February 19, 2013

Retroview: Sir Arne's Treasure (1919)

A Retroview Review. 
-Luke here, talking about a movie heralded a shining example of the Golden Age of Swedish Cinema.


Written/adapted and directed by one of Sweden's most prolific filmmakers, Mauritz Stiller's Sir Arne's Treasure (Herr Arnes pengar) is a beautiful, surprising silent movie, rife with wonderful textures, colors, and a plot the likes of which cinema is all too unfamiliar. There is a striking quality to SAT that I found enticing and engaging, while concurrently finding it to be strange and unsettling. It's a hard movie to watch at times, maybe because of the various foreign qualities (it being a silent Swedish movie), but maybe because it's a love story, heck, a story at all, to which I can honestly draw few comparisons. With this movie coming out in 1919, adapted from a novel released in 1903, I find the fact that it feels so fresh and new to be the most striking thing about it.  Here we go!

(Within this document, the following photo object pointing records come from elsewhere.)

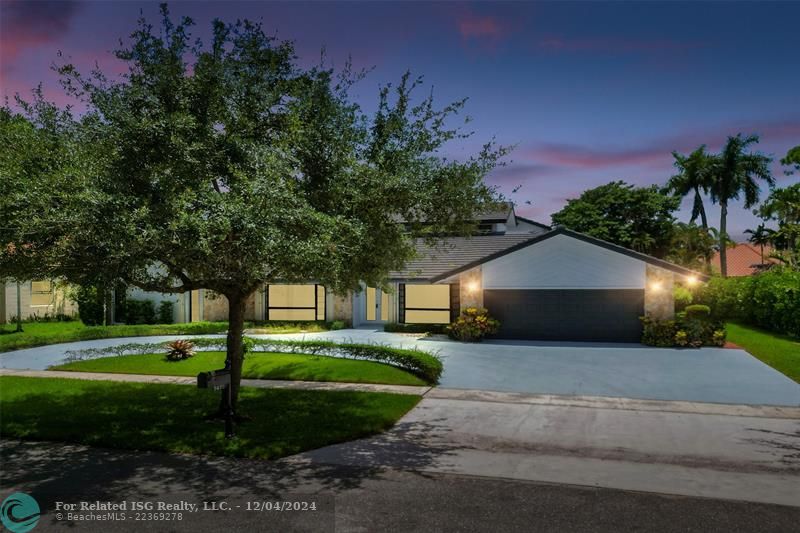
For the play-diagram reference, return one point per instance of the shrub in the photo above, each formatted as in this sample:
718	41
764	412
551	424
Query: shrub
698	311
424	365
394	327
165	311
770	300
473	325
180	350
139	311
693	328
90	305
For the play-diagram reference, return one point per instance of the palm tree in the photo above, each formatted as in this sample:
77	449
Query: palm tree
732	172
692	176
761	236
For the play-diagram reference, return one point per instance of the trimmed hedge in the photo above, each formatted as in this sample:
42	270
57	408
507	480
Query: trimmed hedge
424	365
770	300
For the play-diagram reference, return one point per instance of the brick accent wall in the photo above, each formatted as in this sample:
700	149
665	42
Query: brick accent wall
659	301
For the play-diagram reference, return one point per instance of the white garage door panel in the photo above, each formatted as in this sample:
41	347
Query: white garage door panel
562	262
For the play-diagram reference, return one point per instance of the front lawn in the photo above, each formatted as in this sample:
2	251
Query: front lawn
257	365
778	351
169	418
42	333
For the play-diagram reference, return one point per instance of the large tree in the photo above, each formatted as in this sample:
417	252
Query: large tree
735	171
227	165
636	217
692	178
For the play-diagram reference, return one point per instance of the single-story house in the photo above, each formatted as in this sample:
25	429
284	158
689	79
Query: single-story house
540	282
30	299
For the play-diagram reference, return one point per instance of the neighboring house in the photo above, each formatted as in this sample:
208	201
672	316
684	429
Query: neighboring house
541	283
745	260
36	298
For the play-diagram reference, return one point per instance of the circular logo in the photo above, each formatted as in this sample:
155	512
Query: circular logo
19	513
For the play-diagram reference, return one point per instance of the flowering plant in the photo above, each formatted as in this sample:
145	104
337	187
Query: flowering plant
473	325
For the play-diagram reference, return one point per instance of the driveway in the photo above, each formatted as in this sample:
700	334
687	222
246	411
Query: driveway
714	375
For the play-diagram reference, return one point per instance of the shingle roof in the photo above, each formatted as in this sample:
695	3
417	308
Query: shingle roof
743	259
455	252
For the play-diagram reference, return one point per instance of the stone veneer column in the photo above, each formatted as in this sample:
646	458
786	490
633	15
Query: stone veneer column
471	298
659	301
342	307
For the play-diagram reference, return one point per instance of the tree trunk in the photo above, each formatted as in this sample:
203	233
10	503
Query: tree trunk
723	251
235	353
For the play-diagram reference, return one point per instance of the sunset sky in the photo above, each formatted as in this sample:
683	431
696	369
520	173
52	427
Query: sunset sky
588	92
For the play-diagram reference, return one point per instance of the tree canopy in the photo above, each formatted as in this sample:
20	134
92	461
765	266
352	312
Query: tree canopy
636	217
226	165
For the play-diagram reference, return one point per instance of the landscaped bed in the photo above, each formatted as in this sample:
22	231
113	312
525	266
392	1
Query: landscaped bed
781	352
43	333
170	417
257	365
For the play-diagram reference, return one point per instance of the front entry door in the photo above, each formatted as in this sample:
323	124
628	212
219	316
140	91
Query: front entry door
377	306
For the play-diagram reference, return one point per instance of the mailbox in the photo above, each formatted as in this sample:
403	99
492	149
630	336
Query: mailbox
216	379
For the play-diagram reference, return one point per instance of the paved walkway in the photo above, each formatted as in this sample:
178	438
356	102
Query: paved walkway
712	375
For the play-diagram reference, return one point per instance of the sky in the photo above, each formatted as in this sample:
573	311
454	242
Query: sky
586	92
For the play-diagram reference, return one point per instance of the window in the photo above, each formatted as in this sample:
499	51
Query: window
427	304
295	302
41	293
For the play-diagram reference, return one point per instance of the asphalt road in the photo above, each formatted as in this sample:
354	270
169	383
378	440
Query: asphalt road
348	498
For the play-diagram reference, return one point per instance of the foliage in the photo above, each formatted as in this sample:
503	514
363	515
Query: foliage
686	330
735	172
179	350
166	312
635	217
170	418
425	365
473	325
394	327
257	365
226	164
692	178
770	300
90	304
691	246
44	333
778	351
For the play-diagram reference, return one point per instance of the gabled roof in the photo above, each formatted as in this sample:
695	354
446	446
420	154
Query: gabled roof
575	235
452	253
744	259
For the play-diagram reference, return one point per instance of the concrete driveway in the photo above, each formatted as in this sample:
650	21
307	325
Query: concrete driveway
622	370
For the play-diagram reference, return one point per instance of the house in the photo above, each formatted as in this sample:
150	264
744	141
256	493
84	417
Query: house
36	299
540	282
745	260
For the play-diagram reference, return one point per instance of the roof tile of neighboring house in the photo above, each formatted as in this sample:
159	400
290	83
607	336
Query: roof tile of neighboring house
743	259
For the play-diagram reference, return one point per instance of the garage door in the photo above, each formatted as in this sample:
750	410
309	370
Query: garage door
578	315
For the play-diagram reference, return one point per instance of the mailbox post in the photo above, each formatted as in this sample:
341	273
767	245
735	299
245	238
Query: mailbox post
216	380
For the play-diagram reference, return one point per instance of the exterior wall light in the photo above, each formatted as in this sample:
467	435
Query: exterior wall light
656	286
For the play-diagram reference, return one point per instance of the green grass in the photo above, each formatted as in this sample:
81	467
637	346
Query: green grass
778	351
257	365
42	333
169	418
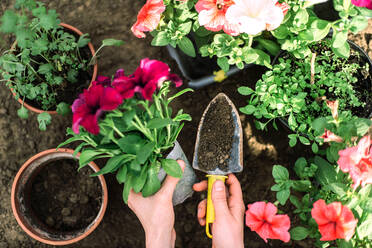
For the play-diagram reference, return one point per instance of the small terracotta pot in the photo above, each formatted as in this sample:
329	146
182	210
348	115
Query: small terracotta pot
24	215
95	70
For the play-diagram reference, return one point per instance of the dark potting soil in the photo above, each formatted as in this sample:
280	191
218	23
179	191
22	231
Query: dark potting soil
67	91
216	136
63	198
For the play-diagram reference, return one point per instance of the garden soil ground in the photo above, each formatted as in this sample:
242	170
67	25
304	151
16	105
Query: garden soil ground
20	139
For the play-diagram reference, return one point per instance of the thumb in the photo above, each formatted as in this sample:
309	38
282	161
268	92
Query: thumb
219	199
170	182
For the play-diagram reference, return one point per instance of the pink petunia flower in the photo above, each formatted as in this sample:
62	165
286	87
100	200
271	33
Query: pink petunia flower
357	161
334	220
90	106
328	136
145	80
212	16
261	217
362	3
148	17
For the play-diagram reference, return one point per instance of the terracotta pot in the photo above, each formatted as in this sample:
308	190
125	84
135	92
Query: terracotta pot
95	70
24	215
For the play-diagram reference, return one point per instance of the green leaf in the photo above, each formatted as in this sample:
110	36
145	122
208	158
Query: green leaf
144	153
161	39
283	196
152	184
45	69
8	22
337	188
187	47
111	164
339	39
44	119
131	143
223	63
185	28
83	40
171	167
159	123
314	147
182	117
248	110
112	42
326	173
22	112
245	91
121	175
280	173
299	233
127	187
63	108
87	156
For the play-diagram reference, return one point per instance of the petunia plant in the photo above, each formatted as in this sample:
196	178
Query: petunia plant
332	197
128	120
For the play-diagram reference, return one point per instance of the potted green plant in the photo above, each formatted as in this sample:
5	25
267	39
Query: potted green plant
301	90
48	62
129	121
55	204
331	197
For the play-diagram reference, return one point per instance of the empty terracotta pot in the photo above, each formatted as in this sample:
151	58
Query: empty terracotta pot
21	200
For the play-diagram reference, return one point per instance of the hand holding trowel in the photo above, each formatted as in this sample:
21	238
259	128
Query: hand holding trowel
219	146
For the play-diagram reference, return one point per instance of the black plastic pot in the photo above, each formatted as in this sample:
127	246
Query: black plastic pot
198	70
353	46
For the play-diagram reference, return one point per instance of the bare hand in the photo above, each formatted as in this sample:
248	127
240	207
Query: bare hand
156	213
228	227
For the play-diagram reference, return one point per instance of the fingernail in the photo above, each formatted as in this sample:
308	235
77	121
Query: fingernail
219	186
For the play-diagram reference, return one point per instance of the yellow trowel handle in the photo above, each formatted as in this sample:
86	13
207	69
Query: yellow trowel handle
210	207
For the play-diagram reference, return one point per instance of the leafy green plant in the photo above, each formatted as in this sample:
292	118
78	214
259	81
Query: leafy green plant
136	137
297	91
319	178
46	59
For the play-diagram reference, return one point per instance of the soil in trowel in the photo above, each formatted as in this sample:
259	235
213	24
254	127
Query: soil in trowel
216	137
65	199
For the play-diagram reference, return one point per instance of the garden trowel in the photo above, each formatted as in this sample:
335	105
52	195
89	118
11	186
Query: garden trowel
219	146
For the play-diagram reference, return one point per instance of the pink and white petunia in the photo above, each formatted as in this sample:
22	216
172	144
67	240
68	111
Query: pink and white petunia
253	17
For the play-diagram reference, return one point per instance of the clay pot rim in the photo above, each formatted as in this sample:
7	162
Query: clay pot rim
94	76
87	231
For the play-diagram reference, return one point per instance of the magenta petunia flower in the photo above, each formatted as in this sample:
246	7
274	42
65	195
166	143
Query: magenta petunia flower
91	104
362	3
145	80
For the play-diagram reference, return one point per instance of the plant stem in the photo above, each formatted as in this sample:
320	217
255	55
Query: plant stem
312	79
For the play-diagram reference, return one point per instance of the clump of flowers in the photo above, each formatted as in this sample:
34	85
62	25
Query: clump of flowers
128	120
239	32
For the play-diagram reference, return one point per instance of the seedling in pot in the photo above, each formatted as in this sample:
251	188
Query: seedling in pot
218	146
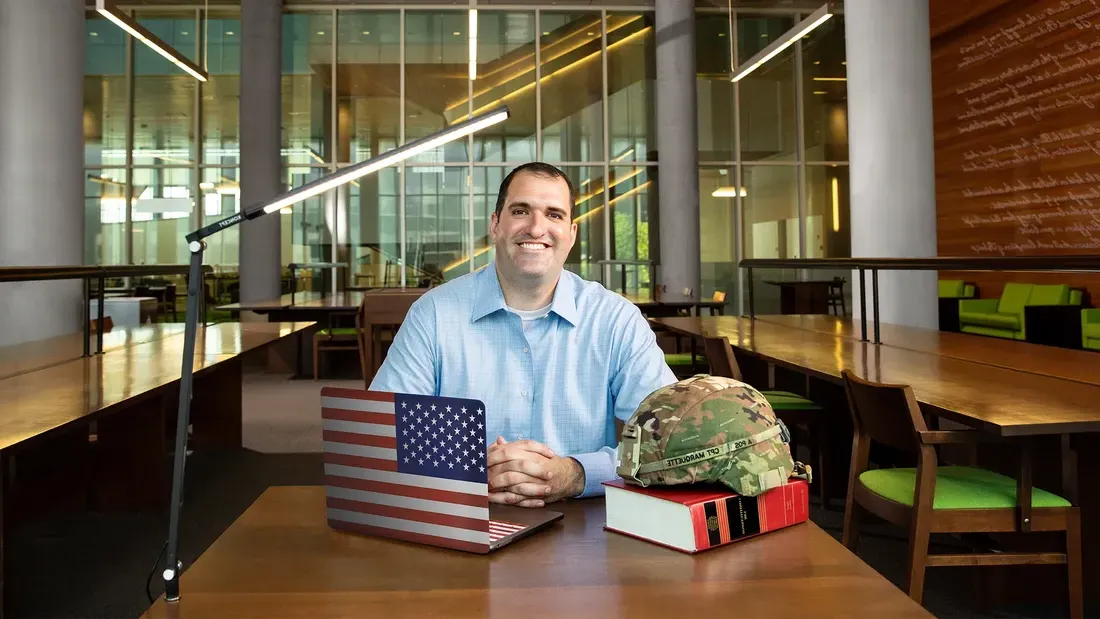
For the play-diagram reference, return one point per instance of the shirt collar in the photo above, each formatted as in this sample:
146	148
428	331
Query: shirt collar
490	297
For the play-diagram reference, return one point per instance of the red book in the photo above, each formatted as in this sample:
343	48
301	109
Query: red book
696	517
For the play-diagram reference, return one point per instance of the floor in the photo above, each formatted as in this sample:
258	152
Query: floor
96	565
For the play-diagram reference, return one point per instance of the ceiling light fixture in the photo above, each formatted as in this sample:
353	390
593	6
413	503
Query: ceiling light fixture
815	19
473	43
108	9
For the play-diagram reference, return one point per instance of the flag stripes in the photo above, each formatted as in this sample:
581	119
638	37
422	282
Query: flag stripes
378	483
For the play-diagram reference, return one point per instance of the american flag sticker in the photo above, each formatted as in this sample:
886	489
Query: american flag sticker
408	467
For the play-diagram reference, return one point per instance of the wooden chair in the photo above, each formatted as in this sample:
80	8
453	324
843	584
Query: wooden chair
333	339
946	499
792	408
836	304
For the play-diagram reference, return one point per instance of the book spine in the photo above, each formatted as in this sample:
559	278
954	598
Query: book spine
726	520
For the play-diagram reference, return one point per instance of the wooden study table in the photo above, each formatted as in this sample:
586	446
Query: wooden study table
1082	366
281	560
1024	406
996	399
98	426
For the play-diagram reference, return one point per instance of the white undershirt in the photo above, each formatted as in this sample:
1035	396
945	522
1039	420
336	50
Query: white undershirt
529	316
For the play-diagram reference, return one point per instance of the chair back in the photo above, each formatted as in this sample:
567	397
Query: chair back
886	413
719	354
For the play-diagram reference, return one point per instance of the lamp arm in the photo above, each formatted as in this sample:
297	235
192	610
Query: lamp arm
173	565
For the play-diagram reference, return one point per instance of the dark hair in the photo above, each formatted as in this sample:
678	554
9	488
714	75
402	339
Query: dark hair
537	168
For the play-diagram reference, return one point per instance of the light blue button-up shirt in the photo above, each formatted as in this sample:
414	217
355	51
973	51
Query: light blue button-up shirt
560	382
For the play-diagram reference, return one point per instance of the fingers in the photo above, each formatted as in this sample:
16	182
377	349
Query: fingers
510	478
516	450
513	498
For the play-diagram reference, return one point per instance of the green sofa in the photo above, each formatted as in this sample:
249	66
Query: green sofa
1004	317
950	291
956	289
1090	329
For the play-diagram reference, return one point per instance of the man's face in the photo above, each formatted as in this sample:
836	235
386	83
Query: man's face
535	232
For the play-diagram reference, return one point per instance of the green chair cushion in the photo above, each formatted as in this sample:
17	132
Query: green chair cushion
957	487
1014	297
1054	295
787	400
679	360
1009	321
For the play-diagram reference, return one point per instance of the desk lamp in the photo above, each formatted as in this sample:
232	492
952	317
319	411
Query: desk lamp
195	284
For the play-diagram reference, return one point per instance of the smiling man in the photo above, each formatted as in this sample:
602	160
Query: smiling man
559	362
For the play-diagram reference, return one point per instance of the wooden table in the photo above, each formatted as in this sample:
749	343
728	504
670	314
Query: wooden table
1004	401
98	427
281	560
29	356
1062	413
1082	366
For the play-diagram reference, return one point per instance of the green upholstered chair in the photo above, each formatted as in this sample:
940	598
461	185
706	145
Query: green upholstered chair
1090	329
946	499
792	408
1004	317
956	289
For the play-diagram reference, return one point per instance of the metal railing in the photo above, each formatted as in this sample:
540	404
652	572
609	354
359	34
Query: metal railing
999	264
99	273
294	267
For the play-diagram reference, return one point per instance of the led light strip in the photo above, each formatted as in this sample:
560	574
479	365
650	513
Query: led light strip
473	44
389	158
815	19
108	10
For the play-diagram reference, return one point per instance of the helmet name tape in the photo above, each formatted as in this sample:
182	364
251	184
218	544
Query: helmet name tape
707	453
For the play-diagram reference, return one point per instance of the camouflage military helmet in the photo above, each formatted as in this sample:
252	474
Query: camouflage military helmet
707	429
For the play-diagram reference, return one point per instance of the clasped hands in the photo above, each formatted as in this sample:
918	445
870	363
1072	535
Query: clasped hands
528	474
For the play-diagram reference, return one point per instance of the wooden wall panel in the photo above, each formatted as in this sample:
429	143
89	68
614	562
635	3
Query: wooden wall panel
1016	121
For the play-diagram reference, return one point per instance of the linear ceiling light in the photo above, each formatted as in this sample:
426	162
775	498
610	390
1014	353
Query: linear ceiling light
815	19
473	44
397	155
107	9
729	192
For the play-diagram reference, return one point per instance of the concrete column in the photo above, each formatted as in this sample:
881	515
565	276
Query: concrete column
261	137
42	219
893	195
678	150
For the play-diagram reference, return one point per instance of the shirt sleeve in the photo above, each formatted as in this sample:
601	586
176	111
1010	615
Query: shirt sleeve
640	371
410	364
640	367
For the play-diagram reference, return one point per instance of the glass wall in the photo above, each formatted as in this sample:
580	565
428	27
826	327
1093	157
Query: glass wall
161	148
772	148
398	74
163	151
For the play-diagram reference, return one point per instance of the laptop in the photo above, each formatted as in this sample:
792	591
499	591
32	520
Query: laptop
413	467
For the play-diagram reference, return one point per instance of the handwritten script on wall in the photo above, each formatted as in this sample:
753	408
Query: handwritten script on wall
1016	107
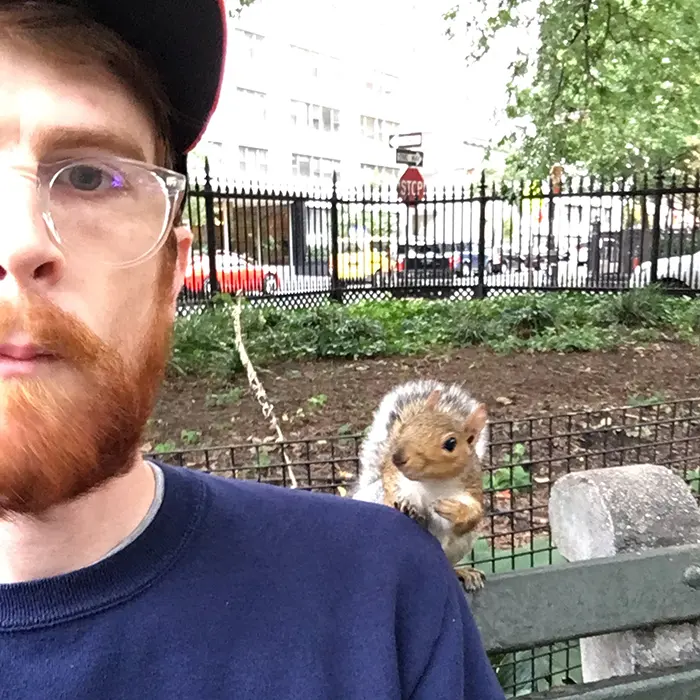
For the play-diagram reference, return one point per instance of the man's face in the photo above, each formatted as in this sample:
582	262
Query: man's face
82	344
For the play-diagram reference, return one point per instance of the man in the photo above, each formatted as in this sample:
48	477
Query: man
121	578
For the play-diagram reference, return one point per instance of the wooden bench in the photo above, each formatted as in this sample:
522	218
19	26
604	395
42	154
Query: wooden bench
549	604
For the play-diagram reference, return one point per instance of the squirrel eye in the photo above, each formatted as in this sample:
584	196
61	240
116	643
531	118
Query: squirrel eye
450	444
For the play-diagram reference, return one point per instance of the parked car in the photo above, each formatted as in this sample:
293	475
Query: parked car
423	261
465	260
362	259
234	272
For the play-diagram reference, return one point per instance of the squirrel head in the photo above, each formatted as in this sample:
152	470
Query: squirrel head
431	443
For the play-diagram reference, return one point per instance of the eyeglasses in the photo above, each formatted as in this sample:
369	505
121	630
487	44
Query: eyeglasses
115	210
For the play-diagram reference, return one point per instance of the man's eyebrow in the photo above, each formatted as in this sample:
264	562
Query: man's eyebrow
73	139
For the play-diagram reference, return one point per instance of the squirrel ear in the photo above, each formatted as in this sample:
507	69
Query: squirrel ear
431	401
476	422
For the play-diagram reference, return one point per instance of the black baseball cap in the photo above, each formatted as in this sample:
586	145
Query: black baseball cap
185	41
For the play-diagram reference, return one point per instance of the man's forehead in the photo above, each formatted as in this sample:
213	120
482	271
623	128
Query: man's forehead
44	115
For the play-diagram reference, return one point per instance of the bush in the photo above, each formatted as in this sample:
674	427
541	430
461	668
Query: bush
560	322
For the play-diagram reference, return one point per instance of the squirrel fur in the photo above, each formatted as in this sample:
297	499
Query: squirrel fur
422	455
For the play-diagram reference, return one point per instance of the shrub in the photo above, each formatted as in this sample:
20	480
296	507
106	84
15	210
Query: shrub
561	322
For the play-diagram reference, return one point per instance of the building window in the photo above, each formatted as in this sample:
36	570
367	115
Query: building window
305	63
377	129
252	160
382	84
247	46
251	105
379	174
317	117
313	168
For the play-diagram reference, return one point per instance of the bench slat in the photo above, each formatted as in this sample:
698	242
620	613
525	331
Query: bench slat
555	603
674	684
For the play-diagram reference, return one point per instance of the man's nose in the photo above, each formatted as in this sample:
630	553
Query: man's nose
29	256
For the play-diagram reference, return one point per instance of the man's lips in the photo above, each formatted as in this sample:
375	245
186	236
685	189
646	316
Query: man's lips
18	360
24	353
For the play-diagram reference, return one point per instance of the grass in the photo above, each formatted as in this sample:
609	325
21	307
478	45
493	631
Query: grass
558	322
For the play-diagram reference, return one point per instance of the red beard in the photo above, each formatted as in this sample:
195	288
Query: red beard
72	428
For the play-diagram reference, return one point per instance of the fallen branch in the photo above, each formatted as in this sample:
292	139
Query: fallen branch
256	385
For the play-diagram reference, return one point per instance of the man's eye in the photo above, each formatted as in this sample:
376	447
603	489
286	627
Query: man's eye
450	444
88	178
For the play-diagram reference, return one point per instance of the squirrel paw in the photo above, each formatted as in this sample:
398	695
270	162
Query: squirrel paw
411	511
450	509
472	579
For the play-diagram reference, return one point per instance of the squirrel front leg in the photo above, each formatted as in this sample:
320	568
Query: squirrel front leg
464	515
390	478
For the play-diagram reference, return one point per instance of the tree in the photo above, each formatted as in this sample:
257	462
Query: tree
610	87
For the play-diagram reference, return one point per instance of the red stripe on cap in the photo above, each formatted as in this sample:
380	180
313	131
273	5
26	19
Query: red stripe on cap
224	42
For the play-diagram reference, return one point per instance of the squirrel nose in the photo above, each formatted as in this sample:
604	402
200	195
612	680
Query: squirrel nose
399	458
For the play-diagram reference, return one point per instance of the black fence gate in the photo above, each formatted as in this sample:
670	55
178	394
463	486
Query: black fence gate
294	248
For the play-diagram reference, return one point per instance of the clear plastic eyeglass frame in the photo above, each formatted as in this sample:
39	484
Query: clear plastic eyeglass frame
172	185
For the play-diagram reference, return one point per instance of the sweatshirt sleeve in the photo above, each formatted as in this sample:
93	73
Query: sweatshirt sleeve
458	666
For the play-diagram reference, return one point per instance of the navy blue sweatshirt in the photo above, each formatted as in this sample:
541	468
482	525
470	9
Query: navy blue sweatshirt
248	592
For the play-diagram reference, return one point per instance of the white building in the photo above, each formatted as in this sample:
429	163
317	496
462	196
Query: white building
314	86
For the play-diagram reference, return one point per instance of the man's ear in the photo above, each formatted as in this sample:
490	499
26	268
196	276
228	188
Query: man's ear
183	236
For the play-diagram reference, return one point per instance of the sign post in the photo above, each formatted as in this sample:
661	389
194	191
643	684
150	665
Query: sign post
408	157
411	186
412	140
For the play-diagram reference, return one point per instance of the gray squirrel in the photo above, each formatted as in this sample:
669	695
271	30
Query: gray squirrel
422	455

Sir Arne's Treasure must have been the hardest dang thing to make, especially in 1919. There are a lot of interior shots, most of which look to be in rooms not very forgiving to lighting techs, that could arguably be direct influences on later film movements (German Expressionism), or even certain iconic movies (The Passion of Joan of Arc), because of their use of shadows and sparse light to reveal deeper emotions and intentions. Granted, this could just be a result of technological roadblocks and serendipity, and I could just be reading into it waaaaay too much, but this being roughly Stiller's 40th movie, it seems more than likely that it's not just happenstance. I recognize that the movie's influence is probably not that great, as influence is basically the hardest thing to gauge without artists directly stating where they came up with their ideas, but, if anything, I feel the cinematography ahead of it's time, or at least on par with the big names of the time (D. W. Griffith/Broken Blossoms).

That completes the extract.